By Karsten Smet ITIL has clear definition of Service Level Management and goes into considerable detail on the process, implementation and content of the key deliverable, the Service Level Agreement (SLA). The question is, is the SLA really the key deliverable?
Aug 15, 2005

ITSM Watch Staff

By Karsten Smet

ITIL has clear definition of Service Level Management and goes into considerable detail on the process, implementation and content of the key deliverable, the Service Level Agreement (SLA). The question is, is the SLA really the key deliverable?

ITIL does not go in to such detail on the other items of Service Level Management that are the Service Level Requirements (SLRs), Operational Level Agreements (OLAs), Underpinning Contracts (UCs) nor the Service Catalogue.

The purpose of this article is to discuss these important parts of a SLA and to provide guidance on their uses. The outcome will be an understanding of why ITIL places so much importance on the production of SLAs.

Service Level Agreements
A Service Level Agreement is a documented agreement between IT and its Customer (Internal to an Organisation), on the levels of a service being provided. The most important aspect of a SLA is that it is an Agreement and bears no contractual weight to meet these targets. It is a commitment.

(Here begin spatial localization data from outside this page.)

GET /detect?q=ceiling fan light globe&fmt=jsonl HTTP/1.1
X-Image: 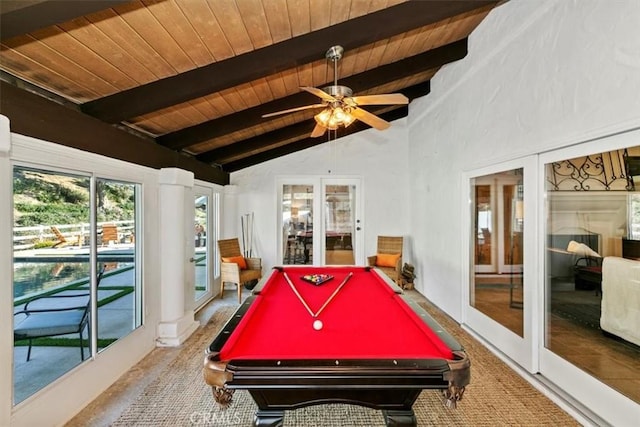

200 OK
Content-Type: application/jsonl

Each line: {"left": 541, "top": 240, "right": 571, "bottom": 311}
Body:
{"left": 327, "top": 115, "right": 339, "bottom": 129}
{"left": 333, "top": 107, "right": 346, "bottom": 122}
{"left": 343, "top": 115, "right": 356, "bottom": 127}
{"left": 315, "top": 109, "right": 332, "bottom": 125}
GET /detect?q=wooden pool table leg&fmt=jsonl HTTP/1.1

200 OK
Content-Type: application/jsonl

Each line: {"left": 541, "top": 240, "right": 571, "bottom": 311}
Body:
{"left": 382, "top": 409, "right": 417, "bottom": 427}
{"left": 253, "top": 409, "right": 284, "bottom": 427}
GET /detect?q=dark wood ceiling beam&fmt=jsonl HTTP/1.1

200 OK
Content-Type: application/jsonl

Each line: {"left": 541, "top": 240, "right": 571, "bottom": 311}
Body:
{"left": 0, "top": 81, "right": 228, "bottom": 185}
{"left": 221, "top": 107, "right": 409, "bottom": 173}
{"left": 197, "top": 82, "right": 429, "bottom": 166}
{"left": 80, "top": 1, "right": 495, "bottom": 123}
{"left": 196, "top": 121, "right": 319, "bottom": 164}
{"left": 159, "top": 40, "right": 465, "bottom": 150}
{"left": 0, "top": 0, "right": 130, "bottom": 41}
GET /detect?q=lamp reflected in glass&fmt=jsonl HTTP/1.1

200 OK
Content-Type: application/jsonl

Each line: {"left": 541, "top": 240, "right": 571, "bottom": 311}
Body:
{"left": 566, "top": 240, "right": 601, "bottom": 258}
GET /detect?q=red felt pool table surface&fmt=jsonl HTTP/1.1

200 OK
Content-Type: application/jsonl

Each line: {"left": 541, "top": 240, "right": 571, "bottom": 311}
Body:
{"left": 219, "top": 266, "right": 453, "bottom": 361}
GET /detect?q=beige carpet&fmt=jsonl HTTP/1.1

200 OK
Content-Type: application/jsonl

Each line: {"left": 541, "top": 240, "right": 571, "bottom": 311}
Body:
{"left": 112, "top": 300, "right": 580, "bottom": 426}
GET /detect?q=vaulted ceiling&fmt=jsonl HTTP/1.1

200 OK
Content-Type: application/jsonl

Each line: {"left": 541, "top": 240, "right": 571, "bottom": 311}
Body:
{"left": 0, "top": 0, "right": 502, "bottom": 182}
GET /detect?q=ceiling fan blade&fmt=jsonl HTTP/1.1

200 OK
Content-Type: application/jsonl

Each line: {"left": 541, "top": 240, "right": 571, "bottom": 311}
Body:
{"left": 350, "top": 107, "right": 390, "bottom": 130}
{"left": 300, "top": 86, "right": 337, "bottom": 102}
{"left": 349, "top": 93, "right": 409, "bottom": 106}
{"left": 262, "top": 103, "right": 326, "bottom": 118}
{"left": 310, "top": 123, "right": 327, "bottom": 138}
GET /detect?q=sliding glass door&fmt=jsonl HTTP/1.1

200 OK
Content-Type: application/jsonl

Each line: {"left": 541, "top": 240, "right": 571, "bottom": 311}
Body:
{"left": 464, "top": 158, "right": 536, "bottom": 372}
{"left": 12, "top": 166, "right": 142, "bottom": 404}
{"left": 539, "top": 133, "right": 640, "bottom": 424}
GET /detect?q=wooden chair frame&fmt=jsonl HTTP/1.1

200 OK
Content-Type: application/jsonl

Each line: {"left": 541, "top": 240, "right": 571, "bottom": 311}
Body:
{"left": 367, "top": 235, "right": 404, "bottom": 286}
{"left": 218, "top": 238, "right": 262, "bottom": 303}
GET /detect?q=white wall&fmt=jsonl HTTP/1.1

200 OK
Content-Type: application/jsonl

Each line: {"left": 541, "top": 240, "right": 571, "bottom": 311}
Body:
{"left": 408, "top": 0, "right": 640, "bottom": 319}
{"left": 231, "top": 120, "right": 411, "bottom": 271}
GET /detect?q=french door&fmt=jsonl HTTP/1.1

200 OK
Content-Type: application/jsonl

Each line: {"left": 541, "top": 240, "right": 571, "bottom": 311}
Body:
{"left": 278, "top": 177, "right": 363, "bottom": 266}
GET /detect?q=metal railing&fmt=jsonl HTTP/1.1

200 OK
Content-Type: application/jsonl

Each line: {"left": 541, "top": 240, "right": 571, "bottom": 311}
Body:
{"left": 13, "top": 221, "right": 135, "bottom": 250}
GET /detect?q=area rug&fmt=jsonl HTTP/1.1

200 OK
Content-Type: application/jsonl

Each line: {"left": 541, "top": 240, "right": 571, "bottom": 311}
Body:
{"left": 550, "top": 290, "right": 602, "bottom": 330}
{"left": 551, "top": 302, "right": 601, "bottom": 330}
{"left": 112, "top": 300, "right": 579, "bottom": 426}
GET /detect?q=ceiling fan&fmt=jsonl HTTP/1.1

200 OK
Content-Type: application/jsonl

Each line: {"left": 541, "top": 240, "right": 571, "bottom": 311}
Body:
{"left": 261, "top": 45, "right": 409, "bottom": 138}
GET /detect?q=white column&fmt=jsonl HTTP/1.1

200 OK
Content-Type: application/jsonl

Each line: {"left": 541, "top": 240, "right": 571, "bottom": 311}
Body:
{"left": 0, "top": 115, "right": 12, "bottom": 426}
{"left": 157, "top": 168, "right": 199, "bottom": 346}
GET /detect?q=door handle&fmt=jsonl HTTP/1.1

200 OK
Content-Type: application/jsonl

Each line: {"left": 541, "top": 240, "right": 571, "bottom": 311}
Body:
{"left": 189, "top": 257, "right": 196, "bottom": 263}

The SLA should not favour one side. It is a fair reflection of the business requests and requirements, and those that IT can provide. It should not be a smoking gun pointed at IT, nor does it relieve IT from providing adequate service to the business.

It does however set expectations. The obvious risk of missing Service Levels is damage to the business. Yet another and just as important is the effect on Customer perception that can ultimately result in the loss of faith in IT.

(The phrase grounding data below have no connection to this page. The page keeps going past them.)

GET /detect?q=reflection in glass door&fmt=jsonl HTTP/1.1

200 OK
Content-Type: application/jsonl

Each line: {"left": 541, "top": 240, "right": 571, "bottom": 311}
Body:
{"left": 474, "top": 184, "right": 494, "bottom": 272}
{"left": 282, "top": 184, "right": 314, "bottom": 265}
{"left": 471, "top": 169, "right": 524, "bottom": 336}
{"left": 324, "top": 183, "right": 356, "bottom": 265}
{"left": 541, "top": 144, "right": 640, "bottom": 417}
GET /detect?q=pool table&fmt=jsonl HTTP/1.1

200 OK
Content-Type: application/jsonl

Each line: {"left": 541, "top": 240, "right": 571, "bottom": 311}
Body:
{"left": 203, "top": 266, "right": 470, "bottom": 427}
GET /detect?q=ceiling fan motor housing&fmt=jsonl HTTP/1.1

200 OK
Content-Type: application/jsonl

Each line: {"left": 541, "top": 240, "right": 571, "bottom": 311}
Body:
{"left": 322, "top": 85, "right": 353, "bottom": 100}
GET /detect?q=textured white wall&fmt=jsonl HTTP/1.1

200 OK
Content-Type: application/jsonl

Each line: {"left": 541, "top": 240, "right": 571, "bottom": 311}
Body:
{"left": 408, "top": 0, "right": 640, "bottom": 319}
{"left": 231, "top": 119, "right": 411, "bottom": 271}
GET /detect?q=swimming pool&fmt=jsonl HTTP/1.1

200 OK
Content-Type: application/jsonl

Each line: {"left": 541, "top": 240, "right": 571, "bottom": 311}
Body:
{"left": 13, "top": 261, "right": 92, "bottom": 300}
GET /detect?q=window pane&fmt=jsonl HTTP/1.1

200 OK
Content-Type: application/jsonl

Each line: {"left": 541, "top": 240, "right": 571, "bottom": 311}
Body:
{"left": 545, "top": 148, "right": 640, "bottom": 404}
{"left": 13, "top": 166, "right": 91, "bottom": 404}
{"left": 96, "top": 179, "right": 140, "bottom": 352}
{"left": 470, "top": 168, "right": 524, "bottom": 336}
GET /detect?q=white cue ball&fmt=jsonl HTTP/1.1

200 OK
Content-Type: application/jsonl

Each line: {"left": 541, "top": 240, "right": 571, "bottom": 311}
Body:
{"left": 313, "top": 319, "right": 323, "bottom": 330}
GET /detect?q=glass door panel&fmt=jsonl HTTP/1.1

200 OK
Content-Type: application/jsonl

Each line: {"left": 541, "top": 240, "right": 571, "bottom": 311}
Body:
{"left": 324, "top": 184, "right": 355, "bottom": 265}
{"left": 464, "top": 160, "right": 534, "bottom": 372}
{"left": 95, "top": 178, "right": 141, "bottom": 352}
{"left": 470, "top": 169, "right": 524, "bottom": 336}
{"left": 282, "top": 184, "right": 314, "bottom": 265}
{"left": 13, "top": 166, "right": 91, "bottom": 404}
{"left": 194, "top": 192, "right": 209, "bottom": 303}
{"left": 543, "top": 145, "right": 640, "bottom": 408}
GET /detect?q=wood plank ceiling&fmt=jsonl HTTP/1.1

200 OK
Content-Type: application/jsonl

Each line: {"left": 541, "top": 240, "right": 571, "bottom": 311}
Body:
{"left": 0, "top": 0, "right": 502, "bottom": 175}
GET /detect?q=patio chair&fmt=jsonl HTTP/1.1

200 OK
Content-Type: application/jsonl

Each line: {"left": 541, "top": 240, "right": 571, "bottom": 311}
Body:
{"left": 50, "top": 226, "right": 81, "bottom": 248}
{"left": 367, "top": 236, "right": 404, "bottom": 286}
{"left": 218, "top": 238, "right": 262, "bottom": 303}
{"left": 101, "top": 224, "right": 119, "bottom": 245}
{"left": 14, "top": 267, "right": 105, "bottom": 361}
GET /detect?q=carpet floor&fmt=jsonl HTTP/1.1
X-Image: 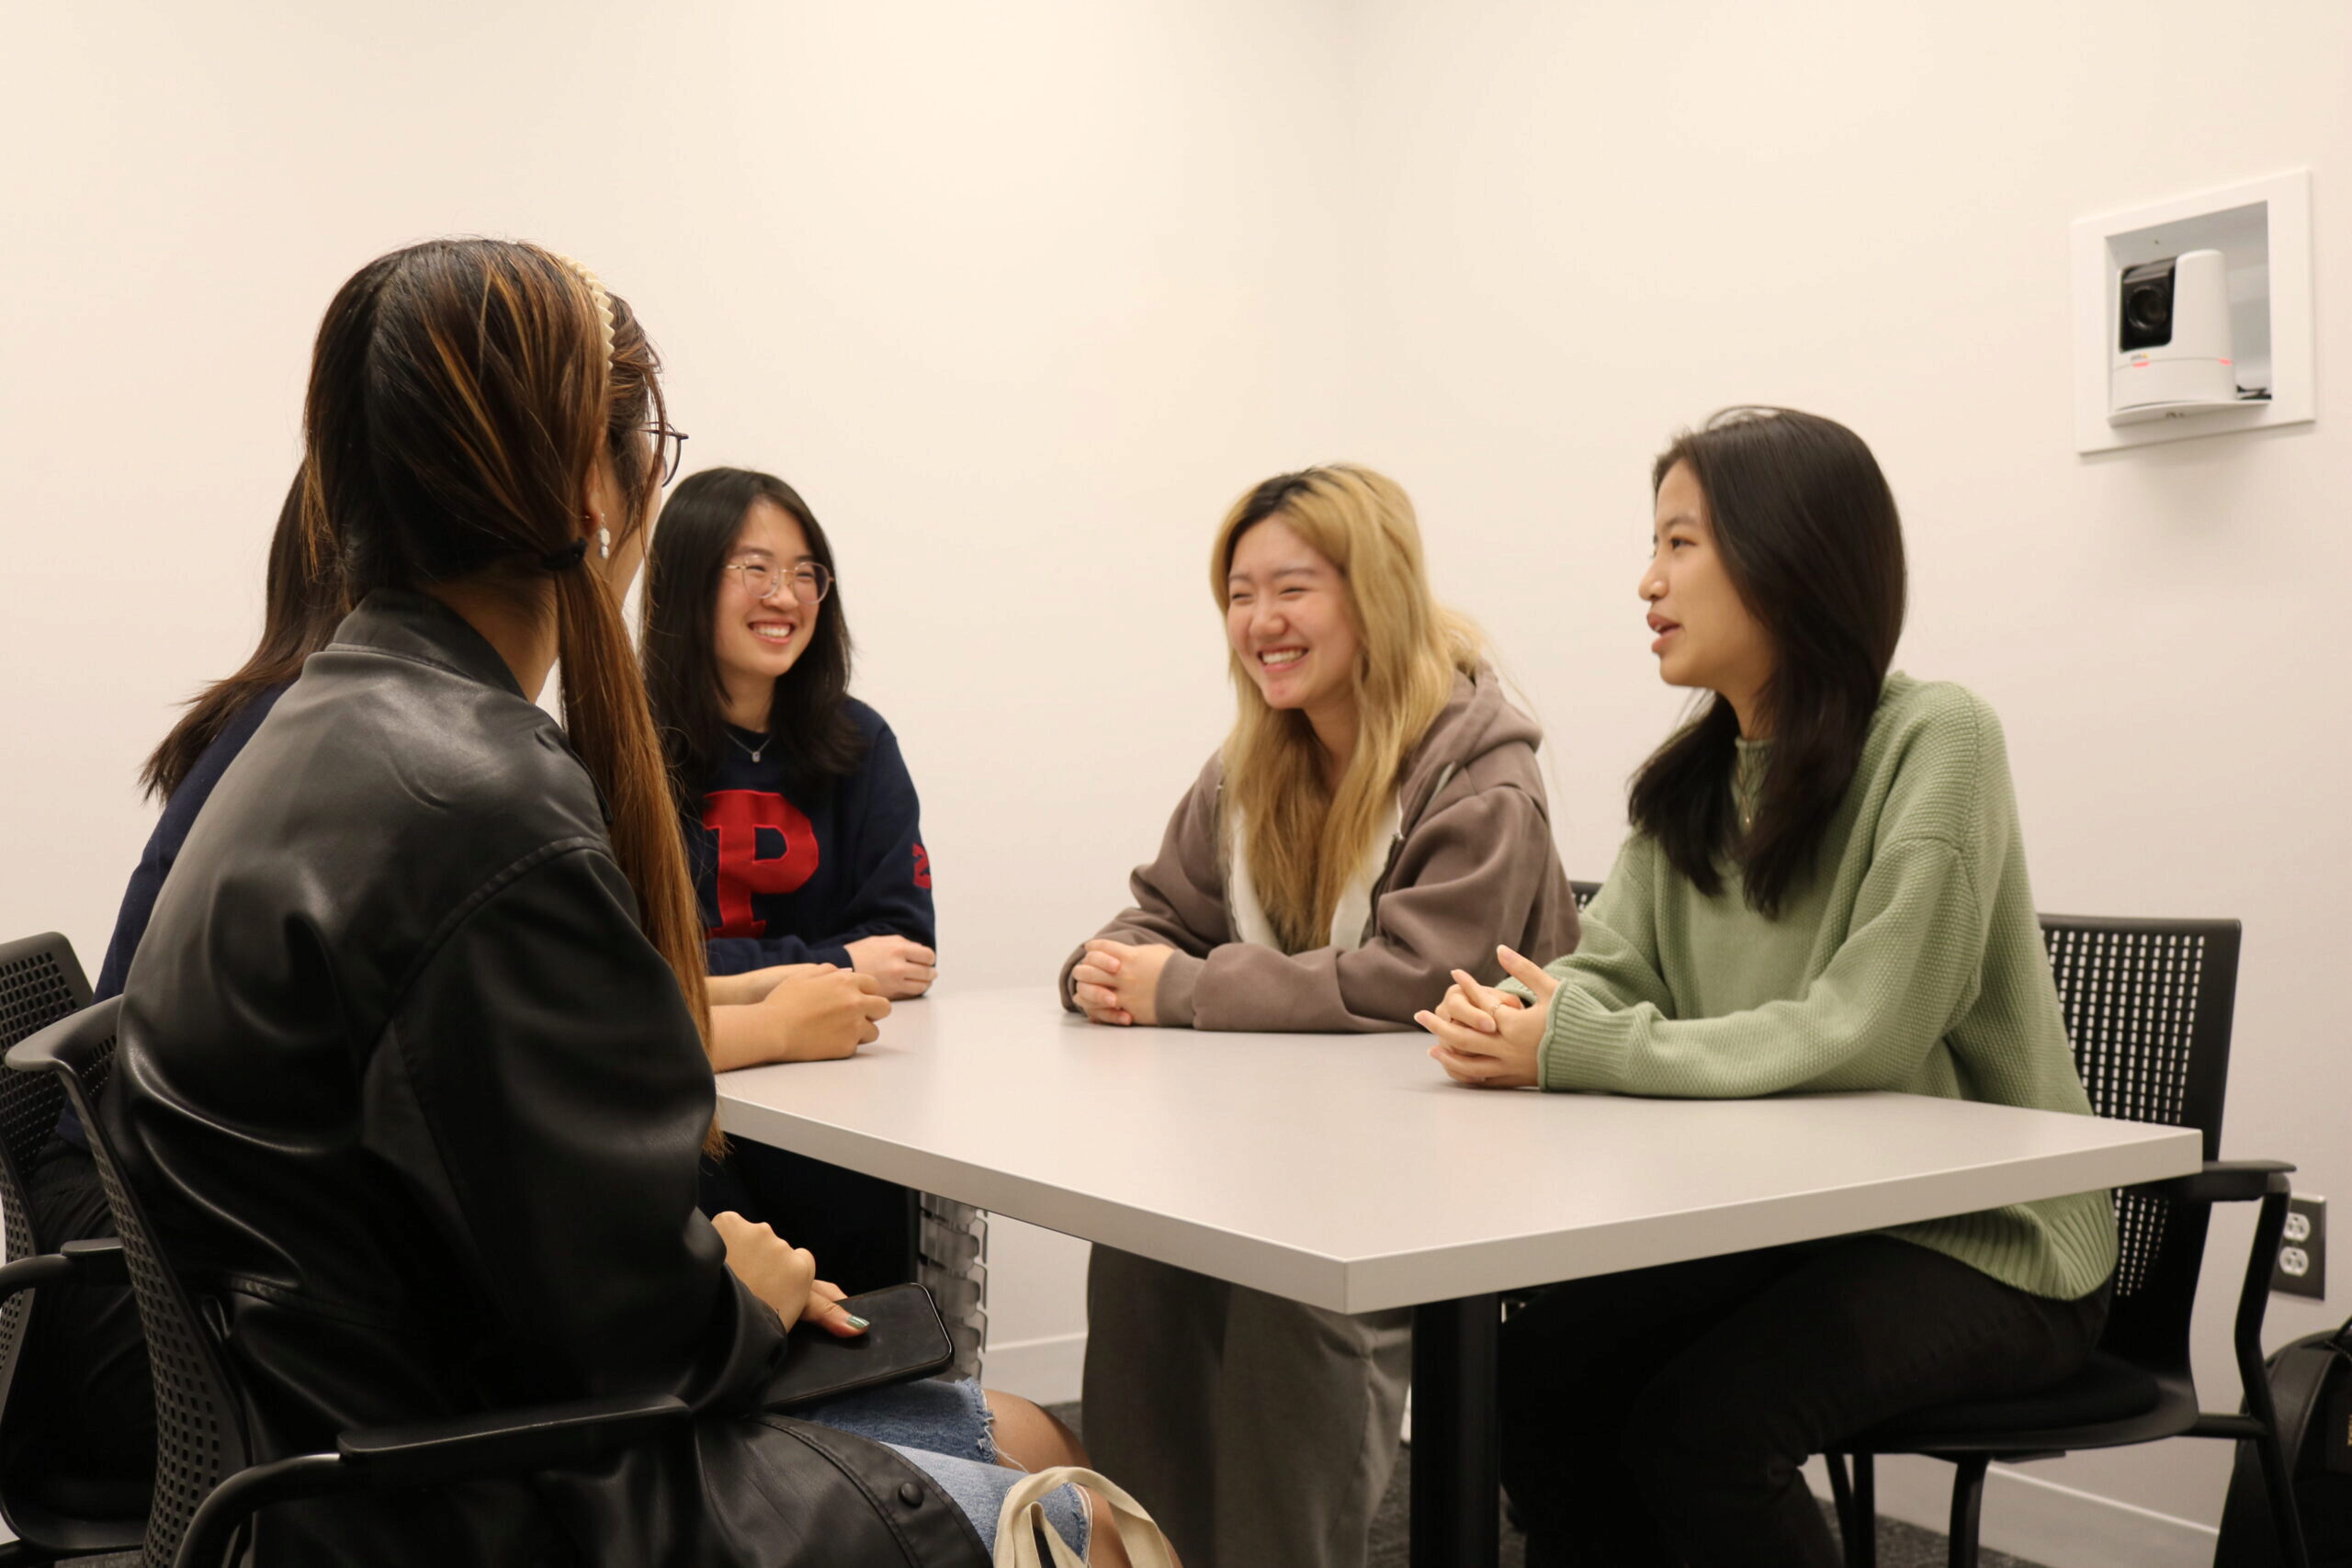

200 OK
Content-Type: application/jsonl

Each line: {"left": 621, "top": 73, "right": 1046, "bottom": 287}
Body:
{"left": 1044, "top": 1403, "right": 2044, "bottom": 1568}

Another common flaw is the inability for organisations to create agreements that are simple and concise. A SLA should be no more than 3 to 4 pages, not twenty (very common).

ITIL identifies how to make this work across large organisations with multiple services. Customer based SLAs (one SLA per Customer across multiple services), Service Based SLAs (one SLA per service) and multi-tiered SLAs (Corporate based SLAs, Customer based SLAs and Service Based SLAs in three tier format) all offer the ability to enable simple and easy to manage SLAs.

Use simple, achievable rules when creating metrics that apply to SLAs, OLAS and UCs. Too many organisations spend far too long coming up with encompassing SLAs that in truth are not measurable and will never provide an understanding of how the service is performing. The time spent creating these large documents is a waste.

Service Level Requirements
Do we put too much emphasis on SLAs? To answer that question, we need to understand where this agreement originates. It is equally important to understand the business requirements for any services IT provides and that they are concise and well documented.

In a mature ITIL environment, the Service Desk (where appropriate) will support gathering the requirements. They are speaking to Customers everyday, and frequently liaise with the Availability Manager to discuss the Customers perception of the service. Even with a Service Desk in place, the ability to gather and document a true set of Service Level Requirements and then construct into a SLA is far from simple.

IT and the business speak a different language. Customers should communicate in their own words what they need from a service. Avoid the SLA headings such as "Availability, Throughput etc." as these will mean little to an everyday User or Customer. In an ideal world where time is not an obstacle, it is useful to sit with Customers who use or will use a service for the first time and understand their requirements, not just take what they say and translate to "what we think they want".

Once it is clear what they want from a service and you understand what they mean from their requirements, it is possible to begin to transform the information into an SLA. The basic template should be derived from, and maintained within Service Level Management. It may be that certain headings of the SLA template are not applicable and if this is the case, there is no reason to create additional requirements.

To better understand the translation of their requirements to a SLA, and to gather a picture of what each section of the SLA means, completely focus the draft on the Customer and review with the business. From this, negotiations can then begin.

Once IT is confident they understand the requirements, they are in a good position to evaluate whether they can achieve these goals, or offer options. The best way for IT to ensure the customer appreciation of why a requirement can or cannot be met is to translate the service into financial terms (extra cost of 24x7 availability).

The negotiation period will often result in multiple draft SLAs but the focus must always remain on the most we can provide our Customer without overextending IT.